My solution: a two-layer application architecture. The core layer contains the fields that every agency requires, using standardized terminology established through the stakeholder process (researcher information, employer/affiliation, research description, demonstrated need for restricted access). The agency-specific layer surfaces fields contextually, based on which datasets the researcher has added to their basket — revealed at the point in the flow where they're relevant, with plain-language explanations of why each field exists for that agency.
The basket metaphor was central to the UX. Researchers browse a federated data catalog — searchable by keyword, topic, and agency — and add datasets to a basket before starting an application. The basket determines which agencies are involved, which in turn determines which requirements appear.
Dual-Persona Architecture: Applicant + Reviewer
ResearchDataGov serves two fundamentally different users through the same data model. Applicants (researchers) need a clear, guided path through a complex multi-agency process. Reviewers (federal agency data managers) need a structured workspace for evaluating applications against their agency's specific criteria.
I designed two separate interfaces on a shared data layer. The Applicant view is a guided, step-by-step flow with inline explanations, a real-time completeness indicator, and persistent status tracking. The Reviewer view is a dashboard-oriented workspace organized by application status, agency filter, and review urgency — optimized for the evaluation workflow rather than the submission workflow.
The most critical design decision: a shared status model. Plain-language status states visible to both users — Submitted, Under Review, Pending Additional Information, Approved, Denied — with different levels of detail appropriate to each role. Denial decisions include specific, actionable reasons, not boilerplate. The entire application history is permanently visible and exportable.
Trust Design for a Federal Platform
Federal platforms carry a specific trust deficit earned by decades of opaque bureaucratic processes. ResearchDataGov needed to signal legitimacy and transparency without asserting it. Key design decisions: every status change includes a plain-language explanation. Reviewer names and roles are visible to applicants after decisions are made. The human review process is not hidden behind an institutional facade — it is made legible, because transparency is the only credible foundation for trust in this context.
Section 508 accessibility compliance was non-negotiable. Every component was designed and tested against WCAG 2.1 AA standards, with assistive technology testing throughout the design process — not added as a final-stage checkbox.
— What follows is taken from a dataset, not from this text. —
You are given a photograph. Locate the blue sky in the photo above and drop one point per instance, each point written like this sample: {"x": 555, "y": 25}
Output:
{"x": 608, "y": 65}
ResearchDataGov launched at researchdatagov.org and is live as of March 2025, serving researchers applying for access to restricted datasets across 16 federal agencies. The platform represents one of the first unified access points for confidential federal statistical data in U.S. history — a direct implementation of the Foundations for Evidence-based Policymaking Act's mandate for standardized data access.
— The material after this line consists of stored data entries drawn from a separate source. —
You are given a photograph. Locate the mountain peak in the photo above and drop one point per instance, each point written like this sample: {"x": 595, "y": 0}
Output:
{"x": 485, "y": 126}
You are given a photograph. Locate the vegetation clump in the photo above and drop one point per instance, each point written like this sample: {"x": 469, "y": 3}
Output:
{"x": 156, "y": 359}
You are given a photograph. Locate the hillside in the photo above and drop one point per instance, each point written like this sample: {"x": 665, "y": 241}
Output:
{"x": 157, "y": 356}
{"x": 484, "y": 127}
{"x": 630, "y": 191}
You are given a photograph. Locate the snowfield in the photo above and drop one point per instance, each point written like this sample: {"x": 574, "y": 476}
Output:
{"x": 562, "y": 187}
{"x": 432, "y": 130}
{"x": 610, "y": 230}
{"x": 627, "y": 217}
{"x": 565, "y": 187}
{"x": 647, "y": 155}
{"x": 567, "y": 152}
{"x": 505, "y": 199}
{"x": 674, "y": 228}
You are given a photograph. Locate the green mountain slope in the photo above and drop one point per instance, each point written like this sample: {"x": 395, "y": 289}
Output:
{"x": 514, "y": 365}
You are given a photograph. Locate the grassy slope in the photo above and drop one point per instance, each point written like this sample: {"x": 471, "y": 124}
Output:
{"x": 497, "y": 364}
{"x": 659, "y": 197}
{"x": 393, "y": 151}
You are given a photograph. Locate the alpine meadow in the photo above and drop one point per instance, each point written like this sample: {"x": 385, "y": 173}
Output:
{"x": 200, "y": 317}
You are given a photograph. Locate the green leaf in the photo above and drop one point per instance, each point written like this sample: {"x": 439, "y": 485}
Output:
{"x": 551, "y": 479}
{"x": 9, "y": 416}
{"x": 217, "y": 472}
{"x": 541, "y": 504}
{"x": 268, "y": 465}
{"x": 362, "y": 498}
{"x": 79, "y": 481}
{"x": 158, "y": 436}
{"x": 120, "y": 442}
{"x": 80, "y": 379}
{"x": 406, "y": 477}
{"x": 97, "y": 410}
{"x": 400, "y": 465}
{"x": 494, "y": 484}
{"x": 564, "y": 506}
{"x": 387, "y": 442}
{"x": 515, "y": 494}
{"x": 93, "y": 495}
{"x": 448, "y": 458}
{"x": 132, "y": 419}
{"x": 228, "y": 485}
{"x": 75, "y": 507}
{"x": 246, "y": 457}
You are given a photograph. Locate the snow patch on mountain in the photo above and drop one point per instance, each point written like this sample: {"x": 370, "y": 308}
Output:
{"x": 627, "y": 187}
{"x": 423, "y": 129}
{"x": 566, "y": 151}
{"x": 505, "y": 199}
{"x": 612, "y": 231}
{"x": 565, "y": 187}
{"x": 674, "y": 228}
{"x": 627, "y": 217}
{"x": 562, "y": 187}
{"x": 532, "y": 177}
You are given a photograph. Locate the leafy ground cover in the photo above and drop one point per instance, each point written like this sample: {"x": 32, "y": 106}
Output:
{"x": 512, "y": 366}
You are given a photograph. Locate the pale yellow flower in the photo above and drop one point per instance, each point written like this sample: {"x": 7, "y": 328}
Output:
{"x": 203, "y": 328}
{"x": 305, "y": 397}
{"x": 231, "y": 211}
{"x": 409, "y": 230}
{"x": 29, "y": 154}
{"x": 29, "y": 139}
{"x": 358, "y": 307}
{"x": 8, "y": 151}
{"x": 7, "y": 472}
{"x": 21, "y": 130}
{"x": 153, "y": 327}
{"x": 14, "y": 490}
https://www.researchdatagov.org/
ResearchDataGov taught me that the hardest institutional design problems are negotiation problems wearing a UX costume. Standardizing 16 agencies' requirements required as much stakeholder facilitation as design work. The design was the artifact that made the negotiation concrete: when agencies could see that their requirements fit into a shared model, the abstract conversation about 'standardization' became a tractable design problem.
At scale, design becomes governance. The application architecture I built isn't just a product — it is a policy instrument that determines how researchers access federal data. Understanding that a design decision is also a policy decision changes how you make it.